We're all complicated, aren't we, even when we're being base? We would like to fancy ourselves as being the onions that we strive to be, with layer upon layer, usually never peeled, usually never discovered for all of the different ones. They might not be seen, but we can feel then, prominently - like the grain of sand shifting in the bottom of our shoe that feels like a jagged rock, two inches in diameter.
We're all these things and we're nothing, if they're not appreciated. We imagine that we're older than we are, more refined and complex than we're given credit for, when we don't know a thing yet. We still feel like we haven't aged a bit when we're grandparents, appalled when we look down at our arms and see the liver spots, or when we look at ourselves in the mirror and we just look too old to possibly function.

Josephine Oniyama, a singer and songwriter who performs under just her first name, is captivated by these variations and incarnations of ourselves that we can define and differentiate so easily, but which are so related to one another. These are the false identities and those that one would like to shake or destroy - knocking them out of the directory. Her soulful and scorching singing style makes you question who you are, or who you're trying to be today.

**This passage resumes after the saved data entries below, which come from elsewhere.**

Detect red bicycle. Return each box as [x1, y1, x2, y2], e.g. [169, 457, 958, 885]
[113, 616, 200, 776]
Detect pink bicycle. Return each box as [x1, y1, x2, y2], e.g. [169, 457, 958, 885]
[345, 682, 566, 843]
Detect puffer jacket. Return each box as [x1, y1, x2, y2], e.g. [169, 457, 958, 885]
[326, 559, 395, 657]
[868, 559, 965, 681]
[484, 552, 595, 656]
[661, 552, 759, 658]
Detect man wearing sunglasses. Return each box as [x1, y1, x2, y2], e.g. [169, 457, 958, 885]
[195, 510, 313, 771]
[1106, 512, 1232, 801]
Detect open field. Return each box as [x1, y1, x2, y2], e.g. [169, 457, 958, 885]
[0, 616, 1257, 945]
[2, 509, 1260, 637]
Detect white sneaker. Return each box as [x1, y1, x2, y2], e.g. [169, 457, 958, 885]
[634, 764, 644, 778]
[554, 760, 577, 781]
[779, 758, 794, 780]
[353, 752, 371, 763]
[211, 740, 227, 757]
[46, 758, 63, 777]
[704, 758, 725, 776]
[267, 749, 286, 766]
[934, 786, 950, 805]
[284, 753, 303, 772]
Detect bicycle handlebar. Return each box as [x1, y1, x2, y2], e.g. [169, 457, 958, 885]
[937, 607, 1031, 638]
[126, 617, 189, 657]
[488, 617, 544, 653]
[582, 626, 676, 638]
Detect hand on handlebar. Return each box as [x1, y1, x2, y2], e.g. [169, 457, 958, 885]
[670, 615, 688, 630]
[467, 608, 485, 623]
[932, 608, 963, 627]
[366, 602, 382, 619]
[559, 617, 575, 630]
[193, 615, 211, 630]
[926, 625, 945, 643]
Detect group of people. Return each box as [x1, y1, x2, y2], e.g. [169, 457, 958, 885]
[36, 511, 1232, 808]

You wonder if it's worth it. You wonder if you're doing something wrong, or if you're supposed to feel a different way, behaving the way you are. You wonder if others are finding your act appropriate, or agreeable, or just believable. You realize, as she sings, that we're all works in progress and we're all editing - in the mode of continual revisions. She sings, "How would I know if I'm a portrait of the person I'm supposed to be," on the brilliant "Portrait," revealing the uncertainty of character as seen by others, as massaged or rejected by others. So many hours are spent - maybe lost - to these productions, to the deciphering of others and to ignoring that most of them are buttered, most of them are slippery. Most of them are cooked, but they're here for a reason. It's just unclear what that reason is for the longest time, as it should be.